Kriegsman has been writing and porting open-source software for 30 years. He founded and ran pioneering software companies, including Document.com, later acquired by Merrill, and Clearway Technologies, acquired by Mirror Image Internet. After college, Kriegsman worked for Cognitive Systems, Inc. (started by notable AI researcher Roger Schank), developing large scale rule-based, statistical, and text-processing AI systems. He later integrated those three technologies in a paper he wrote for IEEE. Designing document management systems at Interleaf led him to found his first startup, Document.com. After founding Clearway, Kriegsman was a senior developer at @stake, which was later acquired by Symantec.

Clearway created the FireSite web accelerator and content delivery network, and the early WebArcher internet search tool. In late 1998, Clearway was involved in an early ad-blocking controversy. Its release of the ad blocking web software AdScreen angered its user base and spurred a lively discussion of the role of advertisements in web publishing. Based on user feedback, Clearway pulled AdScreen just two days later.

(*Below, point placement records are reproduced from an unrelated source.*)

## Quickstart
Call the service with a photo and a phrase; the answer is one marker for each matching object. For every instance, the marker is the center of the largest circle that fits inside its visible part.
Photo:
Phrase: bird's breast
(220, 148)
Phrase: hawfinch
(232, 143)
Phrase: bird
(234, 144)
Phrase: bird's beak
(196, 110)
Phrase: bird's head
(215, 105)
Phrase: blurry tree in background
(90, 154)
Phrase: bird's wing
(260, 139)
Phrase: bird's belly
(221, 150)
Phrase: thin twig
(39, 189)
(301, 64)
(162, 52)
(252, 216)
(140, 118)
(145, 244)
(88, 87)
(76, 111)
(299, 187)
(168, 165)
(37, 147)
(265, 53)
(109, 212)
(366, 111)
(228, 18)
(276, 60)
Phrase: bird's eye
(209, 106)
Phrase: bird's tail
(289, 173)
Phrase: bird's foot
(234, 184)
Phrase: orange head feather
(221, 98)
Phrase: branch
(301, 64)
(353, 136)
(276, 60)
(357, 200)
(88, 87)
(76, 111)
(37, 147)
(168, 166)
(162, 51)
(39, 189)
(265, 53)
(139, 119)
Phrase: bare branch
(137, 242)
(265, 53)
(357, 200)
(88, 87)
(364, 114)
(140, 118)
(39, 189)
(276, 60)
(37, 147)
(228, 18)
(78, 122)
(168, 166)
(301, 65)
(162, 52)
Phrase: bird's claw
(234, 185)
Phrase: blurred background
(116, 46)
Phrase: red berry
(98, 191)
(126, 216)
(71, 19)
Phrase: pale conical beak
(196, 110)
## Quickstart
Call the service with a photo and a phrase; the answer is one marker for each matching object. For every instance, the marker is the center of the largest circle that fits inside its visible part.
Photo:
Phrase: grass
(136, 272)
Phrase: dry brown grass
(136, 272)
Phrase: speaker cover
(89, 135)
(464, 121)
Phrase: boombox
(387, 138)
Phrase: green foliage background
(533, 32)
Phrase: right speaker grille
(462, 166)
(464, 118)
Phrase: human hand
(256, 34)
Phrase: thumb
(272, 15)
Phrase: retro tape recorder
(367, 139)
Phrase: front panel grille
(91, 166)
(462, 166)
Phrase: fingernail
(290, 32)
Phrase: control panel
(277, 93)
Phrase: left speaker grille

Kriegsman is an active participant in several, often overlapping, areas of software development. He is one of the founders of Veracode, reflecting a long-standing interest in software security. He is also, however, interested in both secure information sharing and the open-access movement, and has been an outspoken skeptic of what he sees as shady business practices in the computer industry.

Kriegsman's fascination with computers caught the attention of a local newspaper in 1979, when he was 13. Lucy Meyer of the New Jersey Summit Herald reported that "Mark... likes to make up programs, sometimes patterns and sometimes short programs 'that just pop into my head.' He parlayed this skill and interest into writing computer games; at age 15 he released his first game, "StarBlaster", and later his second, "Panic Button."

He graduated from Hampshire College in Amherst Massachusetts, where he studied cognitive science. After graduation, Kriegsman worked for Cognitive Systems, Inc., and later went on to found several successful technology companies, starting with Document.com and later including Clearway and Veracode.